President Obama signs the Cybersecurity Executive Order

The executive order was needed, said Obama, because, “We know hackers steal people’s identities and infiltrate private email. We know foreign countries and companies swipe our corporate secrets. Now our enemies are also seeking the ability to sabotage our power grid, our financial institutions, and our air traffic control systems.”

The two key elements of the order direct the government to share cyberthreat information with critical infrastructure owners, and for government agencies to develop a security framework that business can voluntarily adopt. The intention is that unclassified threat reports “that identify a specific targeted entity” will be shared, and that classified reports will be shared with “critical infrastructure entities authorized to receive them.”

The concern over data sharing has always focused on privacy issues. The order includes the instruction “that privacy and civil liberties protections are incorporated into such activities,” but also adds, “Information submitted voluntarily in accordance with 6 U.S.C. 133 by private entities under this order shall be protected from disclosure to the fullest extent permitted by law.”

When introducing the order during the State of the Union address, Obama added, “Now, Congress must act as well, by passing legislation to give our government a greater capacity to secure our networks and deter attacks.” Since CISPA is separately expected to be reintroduced today, this can be taken as a clear request by the President for CISPA to be enacted. ‘The fullest extent permitted by law’ will therefore likely include the protections provided by CISPA.

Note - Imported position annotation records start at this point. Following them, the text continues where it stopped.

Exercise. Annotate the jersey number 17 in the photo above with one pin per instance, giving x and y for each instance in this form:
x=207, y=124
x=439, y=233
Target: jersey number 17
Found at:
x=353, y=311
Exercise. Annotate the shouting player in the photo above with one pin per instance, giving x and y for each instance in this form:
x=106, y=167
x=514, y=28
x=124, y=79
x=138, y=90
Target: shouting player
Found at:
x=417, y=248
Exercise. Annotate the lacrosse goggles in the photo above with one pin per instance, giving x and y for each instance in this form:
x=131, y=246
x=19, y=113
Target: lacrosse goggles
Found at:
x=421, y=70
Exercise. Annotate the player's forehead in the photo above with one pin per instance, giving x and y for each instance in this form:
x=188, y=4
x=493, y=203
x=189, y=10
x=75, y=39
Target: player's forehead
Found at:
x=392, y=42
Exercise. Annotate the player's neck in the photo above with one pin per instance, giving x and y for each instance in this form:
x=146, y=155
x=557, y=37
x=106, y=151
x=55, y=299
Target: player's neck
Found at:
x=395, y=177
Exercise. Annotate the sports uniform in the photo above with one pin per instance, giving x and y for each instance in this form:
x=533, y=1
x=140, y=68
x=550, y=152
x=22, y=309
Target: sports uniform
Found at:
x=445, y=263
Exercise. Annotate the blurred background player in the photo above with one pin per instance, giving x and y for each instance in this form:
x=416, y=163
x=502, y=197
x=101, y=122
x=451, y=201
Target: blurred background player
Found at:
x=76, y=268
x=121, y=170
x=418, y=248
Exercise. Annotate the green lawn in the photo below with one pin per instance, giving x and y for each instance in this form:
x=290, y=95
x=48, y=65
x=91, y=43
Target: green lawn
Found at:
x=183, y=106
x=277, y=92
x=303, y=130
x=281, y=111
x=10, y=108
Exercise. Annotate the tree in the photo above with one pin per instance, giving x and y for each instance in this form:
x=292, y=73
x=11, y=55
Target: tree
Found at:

The second purpose of the order is a requirement for the development of a Cybersecurity Framework which “shall incorporate voluntary consensus standards and industry best practices to the fullest extent possible... to help owners and operators of critical infrastructure identify, assess, and manage cyber risk.” The order cannot compel industry to adopt the framework, but includes measures to help persuade it to do so. Foremost in this will be a DHS-compiled list of ‘critical infrastructure at greatest risk.’ The way to get off the list will be to comply with the Framework.

Since an executive order is designed to manage the executive, it cannot manage private industry with the same force as legislation. The third and unstated purpose of Obama’s Cybersecurity Executive Order is to send a clear message to the legislature about what laws the president expects it to enact – starting almost certainly with the return of CISPA.